In a survey of 1000 Australians, Nab Economics reveals there is a cultural boom in entrepreneurship that will change the Australian landscape of traditional workplaces and jobs into the future.
Nearly 50% of young Australians want to start their own businesses, according to the survey.
But empowering these people to achieve their entrepreneurial ambitions requires a tactile, data-oriented and realistic approach to address some of the issues they face today, says BRW Rich Lister and Republic Education founder Ryan Trainor.
Trainor’s education group runs BSchool, which helps entrepreneurs like Haweya Ismail turn their ideas into reality through training and access to mentors like RedBalloon’s Naomi Simson, former cricketer Ricky Ponting and Carmen’s founder Carolyn Creswell.
“We’re just starting to scratch the surface with entrepreneurship in Australia,” Trainor told SmartCompany.
“We need to get some real data around what is preventing people from starting a business and make some really policy change.”
According to the NAB report, 75% of aspiring entrepreneurs will continue working in their current job while starting a business on the side.
This rising tide of budding entrepreneurs want more flexibility at work and want to be a part of a community of fellow founders.
Of those that do start their own business, 50% begin with less than $5000,
But limited funds and the prospect of not having regular income stop many aspirational entrepreneurs from taking the leap.
As a start, Trainor recommends these hopeful founders build up their networks and connect with online entrepreneur hubs around the world.
“If you’re in Australia and you want to do a startup, what region do you go to?” he says.
“There’s fantastic opportunities to think a lot more macro around entrepreneurship.
“A lot of people fail because they’re stifled within their own reality of what things are rather than gaining experience from people who can support them.”
In addition to this, bold policy changes like government tax breaks and solutions to lower the cost of living so entrepreneurs in rural areas can start businesses and achieve success is the kind of action needed to take advantage of this cultural boom, Trainor says.
“There’s an enormous amount of confusion out there from ads saying you can get funding for small business,” he says.
“We need to break down and create transparency around funding.”
The NAB study also indicates that more than 50% of men believe highly in their entrepreneurial ability, compared to 41% of women.
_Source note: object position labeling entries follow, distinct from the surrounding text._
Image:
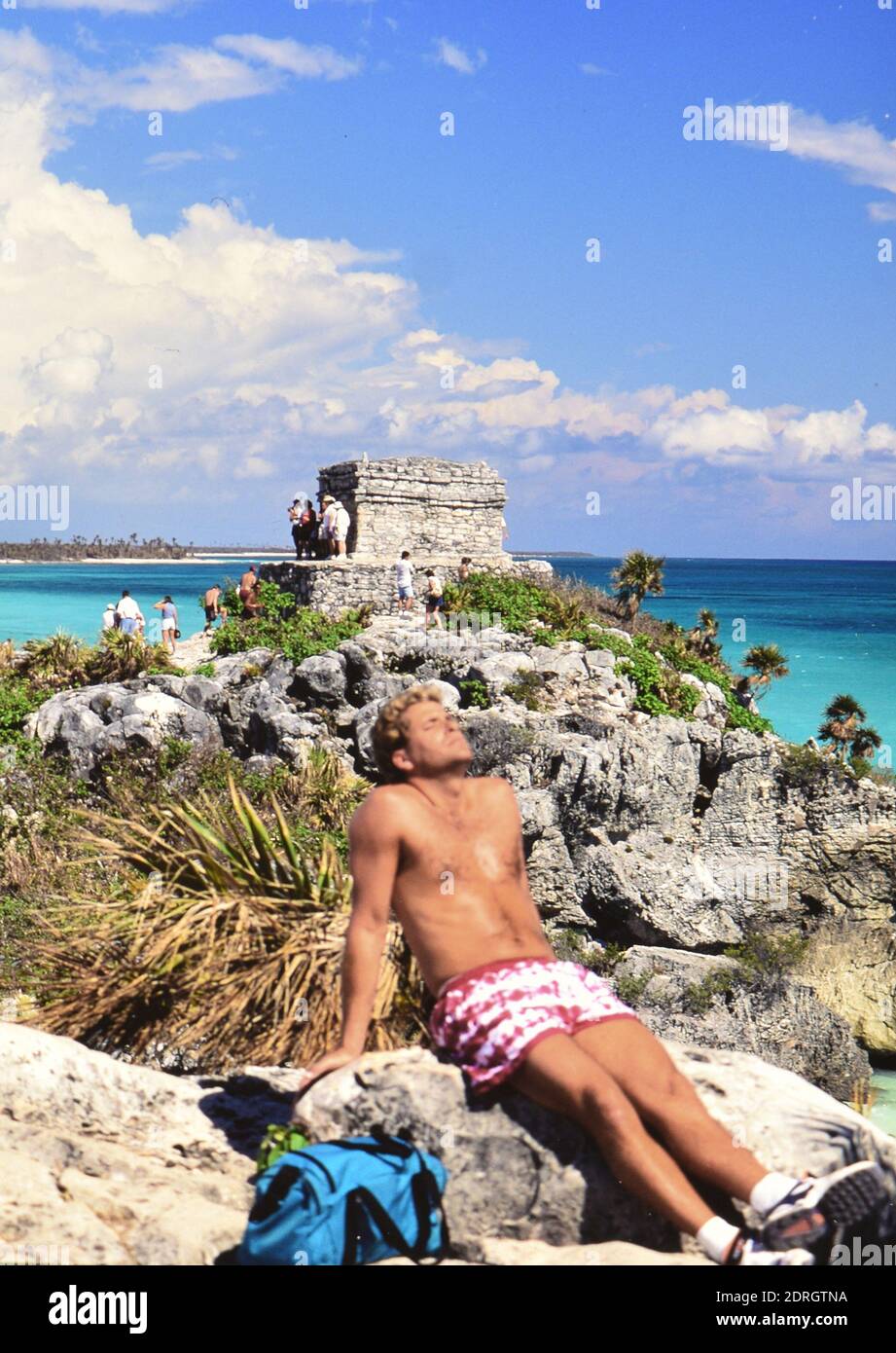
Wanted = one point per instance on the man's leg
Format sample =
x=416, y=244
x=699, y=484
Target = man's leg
x=667, y=1103
x=562, y=1076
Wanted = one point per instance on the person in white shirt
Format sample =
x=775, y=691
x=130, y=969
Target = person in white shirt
x=327, y=516
x=340, y=528
x=128, y=613
x=405, y=582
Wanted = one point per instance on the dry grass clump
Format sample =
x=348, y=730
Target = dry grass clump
x=228, y=947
Female respondents were nearly 10% more likely to be self-critical of their entrepreneurial ability than men, with more than one fifth of women surveyed indicating their entrepreneurial level is “poor”.
Despite this, Trainor says the stereotype of entrepreneurs being a 20-year old guy building an app in his garage is changing rapidly.
“There’s a growing demographic of female entrepreneurs that are highly educated and extremely confident,” he says.
“Over 60% of our BSchool students are now women over 30 who are tertiary qualified.
“A lot of students may have had kids, they’re going back into the workforce, they’re having that second career option and are now choosing to start businesses.”